Deployment Challenges

Platforms like Zillow would not fully benefit from the inferences in our model as they often include listings of individual rooms and subleases. As a result, our dataset which is already biased towards richer registered houses would not be a perfect fit for platforms like Zillow. The issue of older homes being listed in our dataset also makes it difficult to deploy in real world application. It is possible that older houses have been heavily remodelled or even demolished over time making it difficult to use these inferences in the real world.
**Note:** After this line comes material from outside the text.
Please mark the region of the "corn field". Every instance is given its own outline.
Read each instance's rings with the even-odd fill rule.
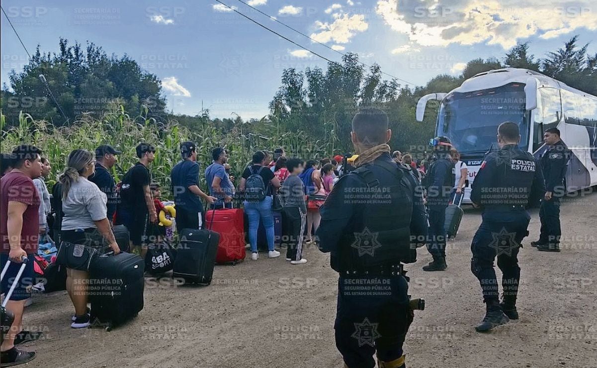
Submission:
[[[146,114],[146,111],[144,112]],[[211,150],[217,146],[226,148],[231,173],[238,178],[240,178],[253,153],[257,150],[271,152],[276,147],[282,146],[288,157],[304,160],[329,157],[334,153],[334,142],[330,138],[326,137],[328,142],[306,142],[307,135],[302,131],[279,132],[272,136],[266,136],[248,133],[246,127],[245,131],[243,131],[242,127],[235,127],[224,134],[209,124],[192,131],[176,121],[157,123],[143,115],[131,117],[122,106],[99,119],[84,114],[71,125],[60,127],[44,120],[35,120],[22,112],[19,115],[18,125],[8,127],[5,116],[0,114],[0,119],[1,152],[10,152],[20,144],[32,144],[39,148],[52,167],[47,180],[50,188],[64,170],[66,158],[72,151],[82,148],[94,152],[96,147],[104,144],[122,152],[112,168],[116,182],[138,161],[135,147],[139,143],[146,142],[155,146],[155,159],[150,168],[153,181],[161,185],[162,196],[167,198],[171,198],[170,171],[181,160],[179,147],[184,141],[197,144],[197,161],[202,168],[199,185],[204,190],[207,186],[203,173],[212,162]],[[279,131],[275,128],[272,130]],[[239,182],[237,181],[236,184]]]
Crucial issues which might not be measurable

Neighborhood Dynamics - Factors like community cohesion, safety, and neighborly relations can profoundly influence the livability of an area. While crime rates might be measurable, the sense of community or the presence of local amenities and social activities might not be quantifiable but can be crucial determinants of housing value.
Environmental Quality - Issues such as air and noise pollution, proximity to industrial sites, or potential hazards like landslides or flooding might not be readily quantifiable in a dataset but can have a substantial impact on the quality of life and property values.
Historical Significance - Certain properties might hold historical or cultural significance that adds intangible value beyond their physical characteristics.
Regional Development Plans - Potential future developments in the area, such as infrastructure projects, zoning changes, or commercial developments, can significantly affect property values. While speculative, knowledge about such plans can be crucial for making informed decisions about property investment.